Radioligand Therapy Plus CAR‑T: A New Strategy to Reprogram the Prostate Cancer Microenvironment
A new preclinical study shows that radioligand therapy (RLT) can directly enhance CAR‑T cell efficacy in metastatic castration-resistant prostate cancer (mCRPC), addressing two major barriers: antigen heterogeneity and an immunosuppressive tumor microenvironment (TME).
Researchers combined 177Lu‑PSMA‑617(Pluvicto) with PSCA-targeted CAR‑T cells in sequence (RLT → cyclophosphamide → CAR‑T). Compared to either treatment alone, the combination significantly improved tumor control and survival across models, including those with heterogeneous antigen expression.
The key finding is mechanistic. RLT is not acting only as a cytotoxic agent, it functions as an immune primer. Treatment induces immunogenic tumor cell death, increases antigen release, and shifts the TME toward a pro-inflammatory state. This includes activation of endogenous T cells and remodeling of the myeloid compartment.
As a result, CAR‑T cells show improved activation, effector function, and likely tumor infiltration. In practical terms, RLT converts a “cold” prostate tumor into a more permissive environment for cell therapy.
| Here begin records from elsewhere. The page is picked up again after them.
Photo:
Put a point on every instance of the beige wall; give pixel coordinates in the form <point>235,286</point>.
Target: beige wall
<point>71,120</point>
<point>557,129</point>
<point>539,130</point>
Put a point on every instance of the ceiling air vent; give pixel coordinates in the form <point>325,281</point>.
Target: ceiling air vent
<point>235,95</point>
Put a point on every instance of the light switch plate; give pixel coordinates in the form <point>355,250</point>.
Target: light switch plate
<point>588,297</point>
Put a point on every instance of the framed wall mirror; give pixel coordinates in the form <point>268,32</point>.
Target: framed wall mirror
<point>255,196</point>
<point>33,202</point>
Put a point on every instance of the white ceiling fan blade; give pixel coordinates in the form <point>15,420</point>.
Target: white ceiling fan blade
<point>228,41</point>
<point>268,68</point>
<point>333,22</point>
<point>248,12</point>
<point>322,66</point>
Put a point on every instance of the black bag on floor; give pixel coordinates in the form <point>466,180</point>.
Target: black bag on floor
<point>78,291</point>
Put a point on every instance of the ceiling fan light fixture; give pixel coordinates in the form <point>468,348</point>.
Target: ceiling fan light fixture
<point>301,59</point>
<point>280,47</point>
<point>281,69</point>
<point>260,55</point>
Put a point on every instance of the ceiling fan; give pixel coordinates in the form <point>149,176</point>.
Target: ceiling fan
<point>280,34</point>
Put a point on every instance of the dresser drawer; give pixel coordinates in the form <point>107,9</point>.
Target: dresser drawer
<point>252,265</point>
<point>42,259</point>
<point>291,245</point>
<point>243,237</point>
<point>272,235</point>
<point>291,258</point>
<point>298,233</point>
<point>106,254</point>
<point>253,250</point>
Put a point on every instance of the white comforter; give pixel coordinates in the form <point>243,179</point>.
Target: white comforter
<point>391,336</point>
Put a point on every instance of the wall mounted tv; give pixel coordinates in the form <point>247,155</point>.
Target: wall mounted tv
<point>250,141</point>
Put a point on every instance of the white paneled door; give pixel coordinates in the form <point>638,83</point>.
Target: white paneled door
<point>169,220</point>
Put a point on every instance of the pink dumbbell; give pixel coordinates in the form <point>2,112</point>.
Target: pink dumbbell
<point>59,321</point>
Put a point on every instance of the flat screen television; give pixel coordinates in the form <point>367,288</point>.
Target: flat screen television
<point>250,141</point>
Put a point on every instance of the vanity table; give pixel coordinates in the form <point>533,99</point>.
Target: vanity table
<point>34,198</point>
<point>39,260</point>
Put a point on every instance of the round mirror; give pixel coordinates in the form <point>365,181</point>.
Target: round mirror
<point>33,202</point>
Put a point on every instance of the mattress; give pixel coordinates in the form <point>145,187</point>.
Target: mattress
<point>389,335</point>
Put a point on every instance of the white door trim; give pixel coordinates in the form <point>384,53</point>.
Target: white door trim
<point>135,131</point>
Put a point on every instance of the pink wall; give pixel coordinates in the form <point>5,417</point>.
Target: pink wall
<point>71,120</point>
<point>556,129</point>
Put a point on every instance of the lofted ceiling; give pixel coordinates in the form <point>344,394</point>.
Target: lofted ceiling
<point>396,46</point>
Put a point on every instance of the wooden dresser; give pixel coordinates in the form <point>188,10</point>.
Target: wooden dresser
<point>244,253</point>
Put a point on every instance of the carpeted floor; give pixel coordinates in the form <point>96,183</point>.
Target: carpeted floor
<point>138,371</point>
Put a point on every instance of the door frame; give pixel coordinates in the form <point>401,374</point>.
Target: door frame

The study also tested 225Ac‑PSMA‑617, observing similar combinatorial activity, suggesting this immune-priming effect may extend across different radioligand platforms.
These findings align with ongoing clinical efforts combining RLT with immunotherapy, particularly checkpoint inhibitors. The addition of CAR‑T represents a more aggressive strategy, potentially overcoming both immune exclusion and antigen escape through a dual-target approach (PSMA + PSCA).